Supported by Ghana Health Service (GHS), and UNICEF, the community component of the Mother Baby Friendly Health Facility Initiative (MBFHI) was implemented in Bawku, Bongo, Bolga and Kasssena Nankana West Municipalities over a two year period.
Results of the initiative showed improvements in early attendance of antenatal care (ANC), facility based deliveries and uptake of UNICEF and GHS recommended practices and male involvement.
According to the research, some nursing mothers in the Upper East region preferred to give water to their babies in addition to breastmilk to prevent heart burn and quench thirst during dry harmattan winds.
The Director of Dodowa Research Centre, Dr John Williams said the overall goal of the initiative was to contribute to the reduction of maternal newborn and infant deaths.
He said it was also to improve facility-based quality care for mother and newborns, increase optimal breastfeeding practices, postnatal care for mothers and newborns and support countries to develop, implement and monitor real-time data-driven national and subnational plans.
He said despite the positive outcome, challenges such as improving the frequency and regularity of outreach visits to households by Community-Based Health Planning and Services (CHPS) staff, reports of incorrect and questionable breastfeeding recommendations, inadequate health resources for communities and CHPS workers remained fragile.
A researcher at Navrongo Health Research Centre (NHRC), Mr Francis Yeji, recommended the need to improve the quality of newborn care infrastructure, services and resources, while strengthening monitoring and supervision.

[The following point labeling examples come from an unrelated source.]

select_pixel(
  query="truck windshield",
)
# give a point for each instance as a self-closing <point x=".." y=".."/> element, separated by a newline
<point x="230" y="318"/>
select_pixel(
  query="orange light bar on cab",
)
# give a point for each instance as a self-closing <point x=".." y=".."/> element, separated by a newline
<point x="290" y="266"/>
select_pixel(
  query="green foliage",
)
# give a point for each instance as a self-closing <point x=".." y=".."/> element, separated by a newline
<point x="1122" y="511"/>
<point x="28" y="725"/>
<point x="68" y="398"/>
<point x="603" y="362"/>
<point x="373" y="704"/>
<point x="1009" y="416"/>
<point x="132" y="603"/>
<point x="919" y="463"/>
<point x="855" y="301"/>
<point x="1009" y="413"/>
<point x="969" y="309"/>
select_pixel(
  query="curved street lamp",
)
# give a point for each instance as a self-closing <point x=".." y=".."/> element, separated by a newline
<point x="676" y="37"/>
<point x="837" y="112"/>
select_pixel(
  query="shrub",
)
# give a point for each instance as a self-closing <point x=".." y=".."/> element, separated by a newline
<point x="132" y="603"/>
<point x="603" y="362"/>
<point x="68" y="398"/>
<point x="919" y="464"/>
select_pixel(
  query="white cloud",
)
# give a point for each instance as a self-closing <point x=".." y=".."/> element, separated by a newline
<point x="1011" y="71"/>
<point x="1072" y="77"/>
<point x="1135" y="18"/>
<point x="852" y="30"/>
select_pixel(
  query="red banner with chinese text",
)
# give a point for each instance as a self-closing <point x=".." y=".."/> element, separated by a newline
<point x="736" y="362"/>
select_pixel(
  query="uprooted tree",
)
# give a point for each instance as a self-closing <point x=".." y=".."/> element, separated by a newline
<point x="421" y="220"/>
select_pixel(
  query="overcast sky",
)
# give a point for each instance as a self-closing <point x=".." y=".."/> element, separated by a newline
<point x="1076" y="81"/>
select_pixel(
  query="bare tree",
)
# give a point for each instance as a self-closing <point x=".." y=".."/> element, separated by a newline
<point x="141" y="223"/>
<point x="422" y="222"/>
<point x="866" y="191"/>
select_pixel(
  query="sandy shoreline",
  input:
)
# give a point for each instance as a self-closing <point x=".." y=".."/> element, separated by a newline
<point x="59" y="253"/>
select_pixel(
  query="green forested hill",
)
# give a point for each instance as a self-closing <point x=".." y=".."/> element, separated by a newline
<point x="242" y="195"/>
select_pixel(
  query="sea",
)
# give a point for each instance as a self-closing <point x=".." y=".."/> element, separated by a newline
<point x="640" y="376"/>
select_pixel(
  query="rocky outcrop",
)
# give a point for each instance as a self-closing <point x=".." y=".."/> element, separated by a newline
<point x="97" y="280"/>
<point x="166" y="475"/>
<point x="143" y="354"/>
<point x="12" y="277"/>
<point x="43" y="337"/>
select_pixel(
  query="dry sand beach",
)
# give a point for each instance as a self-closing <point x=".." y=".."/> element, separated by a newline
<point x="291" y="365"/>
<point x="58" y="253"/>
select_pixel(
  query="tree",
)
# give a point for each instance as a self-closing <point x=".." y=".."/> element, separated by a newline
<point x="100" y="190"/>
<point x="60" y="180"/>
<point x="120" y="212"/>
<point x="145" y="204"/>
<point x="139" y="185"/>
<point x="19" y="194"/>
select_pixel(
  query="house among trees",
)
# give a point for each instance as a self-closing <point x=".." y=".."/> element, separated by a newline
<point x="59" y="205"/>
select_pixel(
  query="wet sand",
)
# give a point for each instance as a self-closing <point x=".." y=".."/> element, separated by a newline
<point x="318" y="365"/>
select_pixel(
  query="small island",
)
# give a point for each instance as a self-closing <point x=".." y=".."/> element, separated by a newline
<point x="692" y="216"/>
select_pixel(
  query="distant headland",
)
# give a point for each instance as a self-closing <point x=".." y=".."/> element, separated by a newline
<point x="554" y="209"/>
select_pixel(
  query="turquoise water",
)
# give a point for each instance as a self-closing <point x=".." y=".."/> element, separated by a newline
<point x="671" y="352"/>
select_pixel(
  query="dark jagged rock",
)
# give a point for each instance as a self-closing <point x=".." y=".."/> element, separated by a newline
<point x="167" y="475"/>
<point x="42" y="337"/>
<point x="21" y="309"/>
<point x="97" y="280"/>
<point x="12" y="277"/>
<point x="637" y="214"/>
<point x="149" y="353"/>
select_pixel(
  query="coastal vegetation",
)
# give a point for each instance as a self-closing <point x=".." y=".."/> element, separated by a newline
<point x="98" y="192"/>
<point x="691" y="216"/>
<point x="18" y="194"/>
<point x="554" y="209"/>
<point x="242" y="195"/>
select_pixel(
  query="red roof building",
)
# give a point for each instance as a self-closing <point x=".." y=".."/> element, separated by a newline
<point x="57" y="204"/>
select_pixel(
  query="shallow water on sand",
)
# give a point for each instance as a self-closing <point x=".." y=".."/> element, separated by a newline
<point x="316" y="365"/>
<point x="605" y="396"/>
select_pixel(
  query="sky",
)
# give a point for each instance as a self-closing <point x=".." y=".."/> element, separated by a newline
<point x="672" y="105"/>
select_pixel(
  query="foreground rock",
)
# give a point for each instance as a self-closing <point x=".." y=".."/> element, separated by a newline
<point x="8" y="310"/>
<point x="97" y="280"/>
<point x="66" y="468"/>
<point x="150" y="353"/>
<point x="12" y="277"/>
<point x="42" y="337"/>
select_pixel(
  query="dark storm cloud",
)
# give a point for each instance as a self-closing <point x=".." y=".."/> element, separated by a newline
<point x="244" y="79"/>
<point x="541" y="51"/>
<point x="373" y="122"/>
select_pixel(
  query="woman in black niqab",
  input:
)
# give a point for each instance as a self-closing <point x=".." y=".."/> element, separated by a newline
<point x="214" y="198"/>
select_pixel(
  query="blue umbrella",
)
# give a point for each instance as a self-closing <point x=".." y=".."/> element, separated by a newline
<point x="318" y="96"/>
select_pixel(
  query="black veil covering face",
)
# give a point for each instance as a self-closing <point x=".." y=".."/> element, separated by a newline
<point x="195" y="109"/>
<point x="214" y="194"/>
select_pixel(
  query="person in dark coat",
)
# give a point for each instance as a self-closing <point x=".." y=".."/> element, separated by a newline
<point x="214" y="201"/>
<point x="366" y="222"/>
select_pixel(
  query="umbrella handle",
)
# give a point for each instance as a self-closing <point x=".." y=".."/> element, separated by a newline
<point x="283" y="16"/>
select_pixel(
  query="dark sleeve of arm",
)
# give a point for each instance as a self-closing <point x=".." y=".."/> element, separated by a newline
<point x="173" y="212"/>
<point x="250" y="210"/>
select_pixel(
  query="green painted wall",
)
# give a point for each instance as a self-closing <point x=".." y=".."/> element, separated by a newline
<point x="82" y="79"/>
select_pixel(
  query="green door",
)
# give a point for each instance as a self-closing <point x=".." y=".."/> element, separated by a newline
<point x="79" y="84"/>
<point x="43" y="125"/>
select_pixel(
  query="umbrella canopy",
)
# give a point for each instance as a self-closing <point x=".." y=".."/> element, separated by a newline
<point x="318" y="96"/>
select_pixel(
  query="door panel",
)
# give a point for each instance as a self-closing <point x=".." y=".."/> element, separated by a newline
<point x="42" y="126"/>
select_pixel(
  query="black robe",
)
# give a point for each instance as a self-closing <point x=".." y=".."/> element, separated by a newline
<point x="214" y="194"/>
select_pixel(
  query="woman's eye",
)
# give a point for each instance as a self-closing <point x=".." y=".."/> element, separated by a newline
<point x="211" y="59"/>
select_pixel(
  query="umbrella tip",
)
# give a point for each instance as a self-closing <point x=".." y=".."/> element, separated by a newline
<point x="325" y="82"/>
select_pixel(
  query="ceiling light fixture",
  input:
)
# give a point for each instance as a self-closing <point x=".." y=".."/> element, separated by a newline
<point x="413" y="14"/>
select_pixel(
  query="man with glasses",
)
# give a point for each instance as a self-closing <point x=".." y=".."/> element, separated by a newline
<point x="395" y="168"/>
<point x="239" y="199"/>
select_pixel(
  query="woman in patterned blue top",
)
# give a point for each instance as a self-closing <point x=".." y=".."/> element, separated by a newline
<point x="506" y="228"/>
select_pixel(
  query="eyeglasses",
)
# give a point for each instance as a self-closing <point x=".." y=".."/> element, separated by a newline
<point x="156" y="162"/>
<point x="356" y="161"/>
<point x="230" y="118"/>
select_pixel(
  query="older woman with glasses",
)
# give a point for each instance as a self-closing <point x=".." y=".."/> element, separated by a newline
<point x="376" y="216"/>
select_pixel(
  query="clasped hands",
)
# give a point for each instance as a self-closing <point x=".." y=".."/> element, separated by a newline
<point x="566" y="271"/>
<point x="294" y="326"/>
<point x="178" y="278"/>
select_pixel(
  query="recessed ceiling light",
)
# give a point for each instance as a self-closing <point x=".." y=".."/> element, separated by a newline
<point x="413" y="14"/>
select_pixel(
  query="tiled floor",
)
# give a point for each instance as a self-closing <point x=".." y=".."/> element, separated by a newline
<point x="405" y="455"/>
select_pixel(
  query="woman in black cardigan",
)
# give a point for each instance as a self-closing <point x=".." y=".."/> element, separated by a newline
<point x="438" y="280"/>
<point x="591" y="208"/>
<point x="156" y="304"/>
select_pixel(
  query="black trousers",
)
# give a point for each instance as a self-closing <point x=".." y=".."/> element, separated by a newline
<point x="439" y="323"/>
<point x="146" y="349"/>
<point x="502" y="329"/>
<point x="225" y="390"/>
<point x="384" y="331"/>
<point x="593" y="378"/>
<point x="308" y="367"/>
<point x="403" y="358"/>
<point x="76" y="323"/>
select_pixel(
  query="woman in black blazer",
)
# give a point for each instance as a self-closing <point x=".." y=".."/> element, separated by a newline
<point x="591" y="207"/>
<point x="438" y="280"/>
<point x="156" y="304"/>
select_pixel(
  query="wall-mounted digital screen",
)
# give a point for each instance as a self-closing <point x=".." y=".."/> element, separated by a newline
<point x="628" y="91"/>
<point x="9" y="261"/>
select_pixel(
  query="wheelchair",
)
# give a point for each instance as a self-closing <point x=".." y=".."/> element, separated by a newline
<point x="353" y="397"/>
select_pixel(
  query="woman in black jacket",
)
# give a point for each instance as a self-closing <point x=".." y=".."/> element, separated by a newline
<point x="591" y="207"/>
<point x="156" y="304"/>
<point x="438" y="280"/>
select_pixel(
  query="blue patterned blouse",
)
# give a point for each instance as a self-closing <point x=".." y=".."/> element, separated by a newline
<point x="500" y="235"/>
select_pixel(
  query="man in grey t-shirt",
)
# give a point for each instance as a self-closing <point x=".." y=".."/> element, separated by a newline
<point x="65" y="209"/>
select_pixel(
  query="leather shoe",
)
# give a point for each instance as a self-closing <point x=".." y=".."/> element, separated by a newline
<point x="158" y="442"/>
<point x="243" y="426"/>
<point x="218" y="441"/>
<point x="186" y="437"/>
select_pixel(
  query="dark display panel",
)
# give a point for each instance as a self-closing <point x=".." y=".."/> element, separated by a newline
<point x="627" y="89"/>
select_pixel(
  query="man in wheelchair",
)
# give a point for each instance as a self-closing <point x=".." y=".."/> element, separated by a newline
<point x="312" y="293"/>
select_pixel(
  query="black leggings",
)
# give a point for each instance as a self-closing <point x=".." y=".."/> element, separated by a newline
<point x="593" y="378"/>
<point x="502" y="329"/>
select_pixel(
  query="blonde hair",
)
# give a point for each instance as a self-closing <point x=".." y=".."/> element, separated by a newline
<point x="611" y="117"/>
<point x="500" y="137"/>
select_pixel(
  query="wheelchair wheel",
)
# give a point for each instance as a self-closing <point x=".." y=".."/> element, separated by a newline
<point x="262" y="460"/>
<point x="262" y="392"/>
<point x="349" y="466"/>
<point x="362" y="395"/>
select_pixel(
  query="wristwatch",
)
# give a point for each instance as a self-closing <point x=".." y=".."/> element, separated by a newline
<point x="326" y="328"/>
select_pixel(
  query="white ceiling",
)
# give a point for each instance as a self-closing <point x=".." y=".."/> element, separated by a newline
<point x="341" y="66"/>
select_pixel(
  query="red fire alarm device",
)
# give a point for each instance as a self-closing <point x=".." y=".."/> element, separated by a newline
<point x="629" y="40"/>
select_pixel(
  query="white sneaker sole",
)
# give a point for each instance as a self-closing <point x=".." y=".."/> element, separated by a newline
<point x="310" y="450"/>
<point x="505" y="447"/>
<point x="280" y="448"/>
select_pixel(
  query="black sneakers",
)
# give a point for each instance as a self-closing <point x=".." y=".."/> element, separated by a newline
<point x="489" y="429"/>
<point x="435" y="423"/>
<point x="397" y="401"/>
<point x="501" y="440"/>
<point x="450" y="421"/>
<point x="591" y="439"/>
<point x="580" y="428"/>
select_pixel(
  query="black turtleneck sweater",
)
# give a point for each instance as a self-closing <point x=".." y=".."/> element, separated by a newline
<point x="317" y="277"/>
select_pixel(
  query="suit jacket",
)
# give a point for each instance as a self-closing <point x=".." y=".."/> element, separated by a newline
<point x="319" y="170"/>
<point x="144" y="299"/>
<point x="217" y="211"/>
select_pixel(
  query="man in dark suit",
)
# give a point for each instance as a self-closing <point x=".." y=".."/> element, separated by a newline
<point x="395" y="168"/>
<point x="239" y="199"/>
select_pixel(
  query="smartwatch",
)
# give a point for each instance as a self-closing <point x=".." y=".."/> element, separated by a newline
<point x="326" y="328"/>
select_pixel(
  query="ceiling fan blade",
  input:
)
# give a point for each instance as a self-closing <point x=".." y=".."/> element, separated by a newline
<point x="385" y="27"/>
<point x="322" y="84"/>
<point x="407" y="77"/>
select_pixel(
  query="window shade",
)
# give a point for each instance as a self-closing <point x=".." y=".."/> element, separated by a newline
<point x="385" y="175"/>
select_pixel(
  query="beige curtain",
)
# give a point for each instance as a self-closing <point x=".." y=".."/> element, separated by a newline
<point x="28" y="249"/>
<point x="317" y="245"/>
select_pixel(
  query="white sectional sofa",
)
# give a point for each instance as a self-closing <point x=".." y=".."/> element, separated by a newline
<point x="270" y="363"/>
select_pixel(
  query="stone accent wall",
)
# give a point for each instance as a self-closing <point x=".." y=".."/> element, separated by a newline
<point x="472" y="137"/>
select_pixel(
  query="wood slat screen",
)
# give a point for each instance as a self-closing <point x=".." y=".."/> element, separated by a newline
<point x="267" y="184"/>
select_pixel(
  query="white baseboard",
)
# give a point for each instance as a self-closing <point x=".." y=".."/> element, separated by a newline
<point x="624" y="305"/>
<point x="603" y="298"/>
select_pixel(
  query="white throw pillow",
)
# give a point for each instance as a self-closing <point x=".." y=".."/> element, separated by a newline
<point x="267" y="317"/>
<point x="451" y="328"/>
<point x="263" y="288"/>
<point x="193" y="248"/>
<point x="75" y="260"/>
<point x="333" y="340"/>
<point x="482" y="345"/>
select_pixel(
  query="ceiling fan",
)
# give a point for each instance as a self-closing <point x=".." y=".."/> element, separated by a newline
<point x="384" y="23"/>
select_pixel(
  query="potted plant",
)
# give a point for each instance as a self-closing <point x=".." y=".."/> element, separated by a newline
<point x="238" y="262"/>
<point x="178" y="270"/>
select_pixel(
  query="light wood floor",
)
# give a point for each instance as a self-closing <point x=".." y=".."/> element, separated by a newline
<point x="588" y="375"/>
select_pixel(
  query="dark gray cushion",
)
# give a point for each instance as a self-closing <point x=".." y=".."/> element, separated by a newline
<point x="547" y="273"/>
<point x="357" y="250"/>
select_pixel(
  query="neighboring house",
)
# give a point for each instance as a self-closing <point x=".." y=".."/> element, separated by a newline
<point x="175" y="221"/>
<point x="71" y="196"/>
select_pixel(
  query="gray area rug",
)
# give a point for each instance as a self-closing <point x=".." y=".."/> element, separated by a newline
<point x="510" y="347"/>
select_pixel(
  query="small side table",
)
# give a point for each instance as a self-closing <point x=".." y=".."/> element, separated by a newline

He said it was necessary to incorporate prevention of stunted growth and early childhood development in the first 1,000 days by replicating the approach to community engagement, equip CHPS and communities to respectfully reach out to households and special populations that were particarly vulnerable.
Mr Yeji said Non Governmental Organisations (NGO) should broker and catalyse community engagement in maternal, newborn, infant and child nutrition and health and called on GHS to strengthen its health promotion team through capacity building, supportive supervision and routine monitoring.